1. Le bois et les fibres végétales
- Bois de brousse : servi pour les armatures, il doit être souple, résistant aux insectes et disponible à proximité (acacia, néré, rônier)
- Fibres et lianes : utilisées comme ligatures, elles assurent la cohésion de l’ensemble
- Paille de mil, herbes savanicoles, feuilles de palmier : constituent la couverture principale du toit, assurant l’étanchéité et une isolation naturelle remarquable
2. La terre
L’emploi de la terre intervient surtout dans les habitats semi-sédentaires ou sédentaires, soit comme matériau de murs, soit comme enduit extérieur pour renforcer l’isolation.
3. Les techniques d’assemblage
Les éléments sont liés sans clous ni pièces métalliques, facilitant le démontage lors des déplacements. Les savoir-faire se transmettent oralement, chaque membre participant à la construction collective.


Organisation de l’espace domestique
L’intérieur de la case peule est structuré selon les besoins de la famille et les règles sociales.
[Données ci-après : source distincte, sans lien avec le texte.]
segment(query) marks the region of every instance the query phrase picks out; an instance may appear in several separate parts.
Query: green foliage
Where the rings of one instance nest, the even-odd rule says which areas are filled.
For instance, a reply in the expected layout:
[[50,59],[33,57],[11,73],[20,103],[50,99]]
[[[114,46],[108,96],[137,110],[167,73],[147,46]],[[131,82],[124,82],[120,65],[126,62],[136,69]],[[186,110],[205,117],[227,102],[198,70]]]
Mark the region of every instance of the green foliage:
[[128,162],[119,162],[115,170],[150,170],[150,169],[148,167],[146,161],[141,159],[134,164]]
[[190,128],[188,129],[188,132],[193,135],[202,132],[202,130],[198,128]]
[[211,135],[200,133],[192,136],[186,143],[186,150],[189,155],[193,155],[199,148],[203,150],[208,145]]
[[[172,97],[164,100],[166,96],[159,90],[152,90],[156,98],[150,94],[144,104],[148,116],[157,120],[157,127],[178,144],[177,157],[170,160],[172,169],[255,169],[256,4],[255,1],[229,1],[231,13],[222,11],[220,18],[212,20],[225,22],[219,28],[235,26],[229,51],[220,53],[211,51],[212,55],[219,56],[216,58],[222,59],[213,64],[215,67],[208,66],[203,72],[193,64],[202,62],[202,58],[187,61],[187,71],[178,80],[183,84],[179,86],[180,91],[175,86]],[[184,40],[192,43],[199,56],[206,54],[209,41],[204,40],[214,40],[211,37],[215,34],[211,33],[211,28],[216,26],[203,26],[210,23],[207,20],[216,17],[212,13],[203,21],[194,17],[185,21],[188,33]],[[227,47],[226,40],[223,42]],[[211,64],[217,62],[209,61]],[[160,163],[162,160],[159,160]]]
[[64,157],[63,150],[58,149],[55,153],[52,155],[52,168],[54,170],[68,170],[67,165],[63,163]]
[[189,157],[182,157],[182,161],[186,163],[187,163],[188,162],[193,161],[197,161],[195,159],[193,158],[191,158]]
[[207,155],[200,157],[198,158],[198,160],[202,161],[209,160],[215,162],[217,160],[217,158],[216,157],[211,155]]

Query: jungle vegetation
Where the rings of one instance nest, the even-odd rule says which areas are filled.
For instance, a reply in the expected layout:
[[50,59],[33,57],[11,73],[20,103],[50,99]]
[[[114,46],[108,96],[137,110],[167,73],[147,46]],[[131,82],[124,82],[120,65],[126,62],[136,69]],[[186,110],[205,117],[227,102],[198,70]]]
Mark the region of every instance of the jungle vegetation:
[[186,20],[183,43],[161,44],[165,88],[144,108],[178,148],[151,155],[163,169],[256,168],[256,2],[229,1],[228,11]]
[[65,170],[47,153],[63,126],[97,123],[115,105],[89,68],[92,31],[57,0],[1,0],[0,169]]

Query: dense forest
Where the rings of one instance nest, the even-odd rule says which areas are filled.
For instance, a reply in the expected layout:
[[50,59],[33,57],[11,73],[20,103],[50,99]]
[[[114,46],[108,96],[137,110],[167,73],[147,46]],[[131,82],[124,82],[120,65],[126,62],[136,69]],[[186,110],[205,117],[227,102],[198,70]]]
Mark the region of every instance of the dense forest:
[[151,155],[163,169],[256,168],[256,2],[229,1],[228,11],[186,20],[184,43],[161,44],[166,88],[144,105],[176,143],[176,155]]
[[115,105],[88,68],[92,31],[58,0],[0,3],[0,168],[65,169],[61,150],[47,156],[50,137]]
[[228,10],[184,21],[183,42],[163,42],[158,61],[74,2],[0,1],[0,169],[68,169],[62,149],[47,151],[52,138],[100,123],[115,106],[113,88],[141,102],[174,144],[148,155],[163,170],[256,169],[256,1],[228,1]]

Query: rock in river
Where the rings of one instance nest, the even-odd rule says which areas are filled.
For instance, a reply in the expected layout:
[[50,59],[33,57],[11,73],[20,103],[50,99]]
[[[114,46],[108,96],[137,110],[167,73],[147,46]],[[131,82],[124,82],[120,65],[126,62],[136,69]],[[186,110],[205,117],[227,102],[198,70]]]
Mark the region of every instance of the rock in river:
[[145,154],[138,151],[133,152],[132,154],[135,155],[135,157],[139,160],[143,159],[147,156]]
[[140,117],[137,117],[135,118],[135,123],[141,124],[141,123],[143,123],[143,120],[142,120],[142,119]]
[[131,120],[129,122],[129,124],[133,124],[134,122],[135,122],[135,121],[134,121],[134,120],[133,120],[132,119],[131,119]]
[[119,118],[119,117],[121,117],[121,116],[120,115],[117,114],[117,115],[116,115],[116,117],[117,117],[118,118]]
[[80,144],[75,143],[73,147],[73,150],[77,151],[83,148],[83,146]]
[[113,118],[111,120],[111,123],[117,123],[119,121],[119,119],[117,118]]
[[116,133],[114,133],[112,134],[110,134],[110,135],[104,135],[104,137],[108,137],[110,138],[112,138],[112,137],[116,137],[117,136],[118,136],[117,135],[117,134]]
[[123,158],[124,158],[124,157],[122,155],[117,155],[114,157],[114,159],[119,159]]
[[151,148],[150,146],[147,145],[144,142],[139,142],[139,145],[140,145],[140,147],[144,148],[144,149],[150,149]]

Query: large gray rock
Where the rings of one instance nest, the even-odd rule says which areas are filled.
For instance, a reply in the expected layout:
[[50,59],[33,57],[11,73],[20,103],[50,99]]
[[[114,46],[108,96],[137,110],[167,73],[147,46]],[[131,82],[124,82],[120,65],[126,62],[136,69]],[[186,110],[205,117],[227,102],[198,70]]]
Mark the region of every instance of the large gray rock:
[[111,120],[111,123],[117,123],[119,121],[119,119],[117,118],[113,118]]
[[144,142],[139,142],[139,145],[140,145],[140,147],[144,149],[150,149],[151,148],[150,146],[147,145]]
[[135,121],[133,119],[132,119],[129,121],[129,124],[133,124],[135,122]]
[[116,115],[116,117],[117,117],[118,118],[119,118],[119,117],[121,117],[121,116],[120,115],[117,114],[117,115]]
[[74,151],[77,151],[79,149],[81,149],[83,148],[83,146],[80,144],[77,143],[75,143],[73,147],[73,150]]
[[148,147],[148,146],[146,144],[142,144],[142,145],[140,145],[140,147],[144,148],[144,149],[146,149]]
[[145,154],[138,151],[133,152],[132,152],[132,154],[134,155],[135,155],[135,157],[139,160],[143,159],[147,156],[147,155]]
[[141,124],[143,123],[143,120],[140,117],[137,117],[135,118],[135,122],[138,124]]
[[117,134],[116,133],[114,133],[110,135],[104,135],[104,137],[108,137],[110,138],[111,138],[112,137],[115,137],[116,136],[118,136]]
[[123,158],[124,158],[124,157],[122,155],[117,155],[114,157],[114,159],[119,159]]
L’espace principal est réservé au repos et à la vie privée. Les objets usuels (matelas, calebasses, nattes, poteries) sont disposés contre les parois, libérant le centre. Les animaux de valeur sont parfois gardés dans une petite enclos annexe, proche de la case principale.
L’habitat peul se compose souvent d’un groupement de cases :
- Case principale : logement de la famille
- Cases annexes : réservées aux jeunes garçons, à la cuisine, ou au stockage du mil
- Enclos : protégeant les troupeaux durant la nuit, souvent en branchages
Un pare-vent ou une clôture de palissades protège l’ensemble du vent et des regards extérieurs.

Transformations contemporaines
Aujourd’hui, les modes de vie évoluent. L’urbanisation, la scolarisation des enfants, l’accès à de nouveaux matériaux modifient peu à peu l’habitat peul. Cependant, même dans les villages ou les quartiers périphériques des villes, l’organisation spatiale du campement, la prééminence de la case ronde et le recours aux matériaux naturels perdurent, témoignant de la résilience d’un modèle architectural.
Les maisons peules ne relèvent pas du folklore. Elles sont une forme d’ingéniosité du milieu. Chaque construction témoigne d’une connaissance du climat, d’une économie de moyens et d’une transmission continue de gestes techniques. À l’heure où les enjeux environnementaux imposent de repenser la construction, l’exemple peul offre des pistes pour une architecture sobre, évolutive et résiliente.
Les habitats peuls, qu’ils soient temporaires ou pérennes, apportent un éclairage sur la capacité d’un peuple à modeler son environnement sans le contraindre, à faire de la maison non seulement un abri, mais aussi un lieu de cohésion sociale et d’expression culturelle. L’architecture peule, dans sa diversité et sa simplicité maîtrisée, mérite une attention renouvelée tant par les spécialistes que les amateurs.